I am reading R. Y. Sharp's book: "Steps in Commutative Algebra" Cambridge University Press (Second Edition) ... ...

I am focused on Chapter 1: Commutative Rings and Subrings ... ...

I need some help with Exercise 1.29 ...

Exercise 1.29 reads as follows:View attachment 8169I am somewhat unsure about how to go about framing a valid and rigorous proof to demonstrate that \(\displaystyle R[X]\) is never a field ...

But ... maybe the following is relevant ...

Consider \(\displaystyle a_1 X \in R[X]\) ...

... then if \(\displaystyle R[X]\) is a field ... there would be a polynomial \(\displaystyle b_0 + b_1 X + \ ... \ ... \ + b_n X^n\) such that ...

... \(\displaystyle a_1 X ( b_0 + b_1 X + \ ... \ ... \ + b_n X^n ) = 1\)

That is, we would require

\(\displaystyle a_1 b_0 X + a_1 b_1 X^2 + \ ... \ ... \ + a_1 b_n X^{ n + 1} = 1\) ... ... ... ... ... (1) ... But ... it is impossible for equation (1) to be satisfied as the term on the RHS has only a term in \(\displaystyle X^0\) while the LHS only has terms in \(\displaystyle X\) in powers greater than \(\displaystyle 0\) ...Does the above qualify as a formal and rigorous proof ... if not ... what would constitute a formal and rigorous proof ...Hope someone can help ...

Peter

 

[caffeinemachine]

I am reading R. Y. Sharp's book: "Steps in Commutative Algebra" Cambridge University Press (Second Edition) ... ...

I am focused on Chapter 1: Commutative Rings and Subrings ... ...

I need some help with Exercise 1.29 ...

Exercise 1.29 reads as follows:I am somewhat unsure about how to go about framing a valid and rigorous proof to demonstrate that \(\displaystyle R[X]\) is never a field ...

But ... maybe the following is relevant ...

Consider \(\displaystyle a_1 X \in R[X]\) ...

... then if \(\displaystyle R[X]\) is a field ... there would be a polynomial \(\displaystyle b_0 + b_1 X + \ ... \ ... \ + b_n X^n\) such that ...

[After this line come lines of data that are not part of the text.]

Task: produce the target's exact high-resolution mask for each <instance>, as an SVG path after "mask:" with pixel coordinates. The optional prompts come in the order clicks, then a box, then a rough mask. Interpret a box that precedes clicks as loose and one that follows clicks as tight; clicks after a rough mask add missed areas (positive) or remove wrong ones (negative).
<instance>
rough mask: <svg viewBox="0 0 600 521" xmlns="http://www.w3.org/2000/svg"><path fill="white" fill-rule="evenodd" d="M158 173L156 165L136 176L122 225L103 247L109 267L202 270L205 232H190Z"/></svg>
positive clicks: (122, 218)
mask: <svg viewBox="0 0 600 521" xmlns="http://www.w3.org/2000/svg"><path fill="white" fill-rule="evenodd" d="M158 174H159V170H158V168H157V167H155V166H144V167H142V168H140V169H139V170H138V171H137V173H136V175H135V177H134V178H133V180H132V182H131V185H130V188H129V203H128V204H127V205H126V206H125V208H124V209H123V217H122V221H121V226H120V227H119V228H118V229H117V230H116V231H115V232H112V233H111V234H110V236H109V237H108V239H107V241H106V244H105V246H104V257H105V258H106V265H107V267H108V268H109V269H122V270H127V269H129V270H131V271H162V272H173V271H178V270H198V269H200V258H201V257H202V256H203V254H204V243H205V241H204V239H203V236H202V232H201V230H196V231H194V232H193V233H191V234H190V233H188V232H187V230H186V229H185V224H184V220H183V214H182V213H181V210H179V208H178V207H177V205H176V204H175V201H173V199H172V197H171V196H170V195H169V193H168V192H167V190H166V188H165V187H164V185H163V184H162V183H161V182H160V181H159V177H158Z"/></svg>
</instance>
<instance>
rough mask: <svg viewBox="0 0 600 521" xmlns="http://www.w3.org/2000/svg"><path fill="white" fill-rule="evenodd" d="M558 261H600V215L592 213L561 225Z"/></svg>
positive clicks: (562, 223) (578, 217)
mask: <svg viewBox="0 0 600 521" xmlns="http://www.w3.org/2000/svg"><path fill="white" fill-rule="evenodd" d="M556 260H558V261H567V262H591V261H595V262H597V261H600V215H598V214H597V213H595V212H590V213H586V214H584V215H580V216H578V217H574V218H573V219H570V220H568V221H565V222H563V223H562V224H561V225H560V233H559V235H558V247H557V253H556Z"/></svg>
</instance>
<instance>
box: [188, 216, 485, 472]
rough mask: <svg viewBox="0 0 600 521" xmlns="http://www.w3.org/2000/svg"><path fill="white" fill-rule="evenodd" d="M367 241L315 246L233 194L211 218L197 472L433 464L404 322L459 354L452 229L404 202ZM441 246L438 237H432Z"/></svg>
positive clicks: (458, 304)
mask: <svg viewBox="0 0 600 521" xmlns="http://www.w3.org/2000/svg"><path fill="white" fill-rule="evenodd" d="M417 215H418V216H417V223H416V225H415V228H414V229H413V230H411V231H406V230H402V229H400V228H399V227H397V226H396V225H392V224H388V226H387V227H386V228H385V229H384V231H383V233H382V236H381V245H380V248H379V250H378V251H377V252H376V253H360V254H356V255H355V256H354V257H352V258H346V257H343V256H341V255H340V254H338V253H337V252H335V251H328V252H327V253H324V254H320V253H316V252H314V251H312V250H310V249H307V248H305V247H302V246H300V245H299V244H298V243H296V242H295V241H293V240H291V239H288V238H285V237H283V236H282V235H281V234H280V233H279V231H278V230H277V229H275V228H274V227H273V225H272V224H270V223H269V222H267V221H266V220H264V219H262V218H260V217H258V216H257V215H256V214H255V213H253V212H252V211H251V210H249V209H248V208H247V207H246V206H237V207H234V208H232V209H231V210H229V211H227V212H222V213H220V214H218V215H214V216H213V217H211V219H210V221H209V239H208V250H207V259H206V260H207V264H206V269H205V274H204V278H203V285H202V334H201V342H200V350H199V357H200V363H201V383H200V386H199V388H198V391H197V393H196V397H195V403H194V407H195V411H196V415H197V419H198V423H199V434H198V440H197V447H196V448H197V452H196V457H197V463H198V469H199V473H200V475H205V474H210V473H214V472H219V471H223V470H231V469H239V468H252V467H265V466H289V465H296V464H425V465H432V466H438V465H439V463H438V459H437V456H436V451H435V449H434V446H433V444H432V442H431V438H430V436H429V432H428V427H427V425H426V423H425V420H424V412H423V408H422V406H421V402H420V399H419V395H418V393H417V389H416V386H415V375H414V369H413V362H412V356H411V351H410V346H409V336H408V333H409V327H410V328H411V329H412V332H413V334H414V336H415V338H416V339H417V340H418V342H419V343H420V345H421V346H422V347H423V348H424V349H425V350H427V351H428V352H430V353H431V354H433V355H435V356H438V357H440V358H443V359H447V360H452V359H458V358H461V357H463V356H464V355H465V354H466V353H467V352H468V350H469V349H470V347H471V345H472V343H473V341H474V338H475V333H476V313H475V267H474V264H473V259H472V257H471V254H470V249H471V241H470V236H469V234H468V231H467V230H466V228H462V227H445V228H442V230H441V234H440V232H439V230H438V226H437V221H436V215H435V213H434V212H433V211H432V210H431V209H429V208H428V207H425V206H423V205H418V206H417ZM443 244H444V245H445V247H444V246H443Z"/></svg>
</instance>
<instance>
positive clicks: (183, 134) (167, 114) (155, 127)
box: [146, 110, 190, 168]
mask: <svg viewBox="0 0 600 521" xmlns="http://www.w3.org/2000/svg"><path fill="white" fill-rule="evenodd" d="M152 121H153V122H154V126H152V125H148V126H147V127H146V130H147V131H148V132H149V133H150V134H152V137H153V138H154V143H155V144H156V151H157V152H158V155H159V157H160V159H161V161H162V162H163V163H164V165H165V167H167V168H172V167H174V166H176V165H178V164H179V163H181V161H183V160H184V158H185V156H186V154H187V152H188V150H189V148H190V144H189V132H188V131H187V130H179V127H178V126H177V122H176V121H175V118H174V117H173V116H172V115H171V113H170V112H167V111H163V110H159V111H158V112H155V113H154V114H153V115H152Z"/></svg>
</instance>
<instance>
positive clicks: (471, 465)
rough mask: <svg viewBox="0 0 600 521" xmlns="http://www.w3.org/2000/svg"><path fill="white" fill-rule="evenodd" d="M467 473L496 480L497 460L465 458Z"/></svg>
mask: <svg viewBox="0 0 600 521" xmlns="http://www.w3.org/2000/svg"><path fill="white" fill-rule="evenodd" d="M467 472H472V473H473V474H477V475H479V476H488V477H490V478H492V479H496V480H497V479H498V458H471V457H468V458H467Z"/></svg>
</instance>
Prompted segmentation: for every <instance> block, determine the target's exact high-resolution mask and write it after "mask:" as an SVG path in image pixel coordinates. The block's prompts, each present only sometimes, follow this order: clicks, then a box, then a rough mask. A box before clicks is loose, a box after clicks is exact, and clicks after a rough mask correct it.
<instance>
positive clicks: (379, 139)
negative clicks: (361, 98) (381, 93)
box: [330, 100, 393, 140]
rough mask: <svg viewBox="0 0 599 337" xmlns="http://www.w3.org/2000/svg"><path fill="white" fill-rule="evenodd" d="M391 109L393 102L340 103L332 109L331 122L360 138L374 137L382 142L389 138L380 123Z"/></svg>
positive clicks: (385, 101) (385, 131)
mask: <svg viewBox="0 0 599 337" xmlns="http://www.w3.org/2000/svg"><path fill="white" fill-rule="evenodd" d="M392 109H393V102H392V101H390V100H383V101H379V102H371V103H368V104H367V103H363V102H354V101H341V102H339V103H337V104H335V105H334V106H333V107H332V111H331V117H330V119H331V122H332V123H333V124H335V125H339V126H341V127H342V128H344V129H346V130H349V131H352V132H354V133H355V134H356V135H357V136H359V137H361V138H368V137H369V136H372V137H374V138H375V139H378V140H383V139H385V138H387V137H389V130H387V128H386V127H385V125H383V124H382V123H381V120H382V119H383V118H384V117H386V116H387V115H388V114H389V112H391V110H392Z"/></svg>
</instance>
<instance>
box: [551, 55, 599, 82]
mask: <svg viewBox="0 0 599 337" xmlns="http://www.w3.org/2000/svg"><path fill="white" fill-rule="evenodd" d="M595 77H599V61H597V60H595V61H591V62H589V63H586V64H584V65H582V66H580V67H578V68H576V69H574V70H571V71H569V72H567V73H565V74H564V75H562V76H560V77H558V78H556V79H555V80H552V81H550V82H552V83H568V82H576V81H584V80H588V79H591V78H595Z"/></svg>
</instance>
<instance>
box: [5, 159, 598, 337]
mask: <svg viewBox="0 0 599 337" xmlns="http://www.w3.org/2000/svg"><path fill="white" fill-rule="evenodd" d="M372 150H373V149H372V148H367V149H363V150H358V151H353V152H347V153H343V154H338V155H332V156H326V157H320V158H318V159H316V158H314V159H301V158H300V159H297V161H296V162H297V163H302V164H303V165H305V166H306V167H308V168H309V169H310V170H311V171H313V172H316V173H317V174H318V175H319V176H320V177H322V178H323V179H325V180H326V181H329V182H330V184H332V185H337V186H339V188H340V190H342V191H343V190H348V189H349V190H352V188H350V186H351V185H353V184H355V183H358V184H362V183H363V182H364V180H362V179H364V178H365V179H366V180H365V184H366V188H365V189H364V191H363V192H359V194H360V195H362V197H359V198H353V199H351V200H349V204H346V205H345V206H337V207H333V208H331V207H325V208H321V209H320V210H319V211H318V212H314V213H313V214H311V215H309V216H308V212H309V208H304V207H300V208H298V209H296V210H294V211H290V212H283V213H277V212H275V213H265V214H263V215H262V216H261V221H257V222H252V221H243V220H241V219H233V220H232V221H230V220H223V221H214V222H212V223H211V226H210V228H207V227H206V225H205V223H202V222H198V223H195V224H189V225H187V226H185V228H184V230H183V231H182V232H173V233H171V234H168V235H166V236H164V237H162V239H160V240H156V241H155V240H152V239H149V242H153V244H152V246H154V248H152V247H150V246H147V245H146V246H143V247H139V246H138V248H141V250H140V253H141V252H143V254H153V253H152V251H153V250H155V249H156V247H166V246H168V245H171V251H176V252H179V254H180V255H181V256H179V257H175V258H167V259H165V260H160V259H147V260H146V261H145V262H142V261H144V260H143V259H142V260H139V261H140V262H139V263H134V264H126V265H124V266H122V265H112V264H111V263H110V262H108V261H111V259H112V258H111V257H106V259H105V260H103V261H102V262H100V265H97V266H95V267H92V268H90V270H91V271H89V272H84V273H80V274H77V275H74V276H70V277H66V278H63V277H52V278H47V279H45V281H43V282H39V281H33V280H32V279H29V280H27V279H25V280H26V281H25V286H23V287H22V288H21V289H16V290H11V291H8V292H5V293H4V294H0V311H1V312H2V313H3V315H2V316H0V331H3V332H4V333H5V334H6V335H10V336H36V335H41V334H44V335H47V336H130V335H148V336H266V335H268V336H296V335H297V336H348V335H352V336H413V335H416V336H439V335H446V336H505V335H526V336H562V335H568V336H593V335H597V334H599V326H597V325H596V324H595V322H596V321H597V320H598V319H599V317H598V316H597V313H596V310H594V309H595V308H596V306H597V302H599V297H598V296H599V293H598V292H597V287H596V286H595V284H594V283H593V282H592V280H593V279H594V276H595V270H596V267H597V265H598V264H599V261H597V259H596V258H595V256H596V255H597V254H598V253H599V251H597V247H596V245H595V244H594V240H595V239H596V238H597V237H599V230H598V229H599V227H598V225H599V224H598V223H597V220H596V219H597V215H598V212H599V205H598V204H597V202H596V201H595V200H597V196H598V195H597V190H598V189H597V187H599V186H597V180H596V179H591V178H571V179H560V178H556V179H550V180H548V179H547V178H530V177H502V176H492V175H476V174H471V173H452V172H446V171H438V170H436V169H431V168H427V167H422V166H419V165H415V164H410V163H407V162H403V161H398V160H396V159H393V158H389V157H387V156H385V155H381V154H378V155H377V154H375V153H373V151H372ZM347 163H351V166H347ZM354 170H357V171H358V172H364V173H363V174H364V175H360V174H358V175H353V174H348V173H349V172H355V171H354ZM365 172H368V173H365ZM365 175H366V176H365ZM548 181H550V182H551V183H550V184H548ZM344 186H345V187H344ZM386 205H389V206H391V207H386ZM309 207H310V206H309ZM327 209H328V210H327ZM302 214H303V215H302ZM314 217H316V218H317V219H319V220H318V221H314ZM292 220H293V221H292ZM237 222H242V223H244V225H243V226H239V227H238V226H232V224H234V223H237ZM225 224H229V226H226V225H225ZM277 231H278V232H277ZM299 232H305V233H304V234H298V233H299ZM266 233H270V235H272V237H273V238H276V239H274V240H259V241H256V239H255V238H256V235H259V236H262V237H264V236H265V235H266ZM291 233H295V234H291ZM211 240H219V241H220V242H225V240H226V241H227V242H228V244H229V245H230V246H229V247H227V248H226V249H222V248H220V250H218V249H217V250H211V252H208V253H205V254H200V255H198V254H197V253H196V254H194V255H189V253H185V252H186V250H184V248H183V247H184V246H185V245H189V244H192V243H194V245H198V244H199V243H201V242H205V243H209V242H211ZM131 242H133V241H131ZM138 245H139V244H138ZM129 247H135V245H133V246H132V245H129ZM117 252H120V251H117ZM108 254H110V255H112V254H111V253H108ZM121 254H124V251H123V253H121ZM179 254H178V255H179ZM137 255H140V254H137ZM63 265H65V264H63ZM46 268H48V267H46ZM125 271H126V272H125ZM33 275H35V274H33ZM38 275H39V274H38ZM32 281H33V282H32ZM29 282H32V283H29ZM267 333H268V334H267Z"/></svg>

... \(\displaystyle a_1 X ( b_0 + b_1 X + \ ... \ ... \ + b_n X^n ) = 1\)

That is, we would require

\(\displaystyle a_1 b_0 X + a_1 b_1 X^2 + \ ... \ ... \ + a_1 b_n X^{ n + 1} = 1\) ... ... ... ... ... (1) ... But ... it is impossible for equation (1) to be satisfied as the term on the RHS has only a term in \(\displaystyle X^0\) while the LHS only has terms in \(\displaystyle X\) in powers greater than \(\displaystyle 0\) ...Does the above qualify as a formal and rigorous proof ... if not ... what would constitute a formal and rigorous proof ...Hope someone can help ...

Peter

The proof is correct.

 

[Math Amateur]

The proof is correct.

Thanks for confirming the proof caffeinemachine ... appreciate the help ...

Peter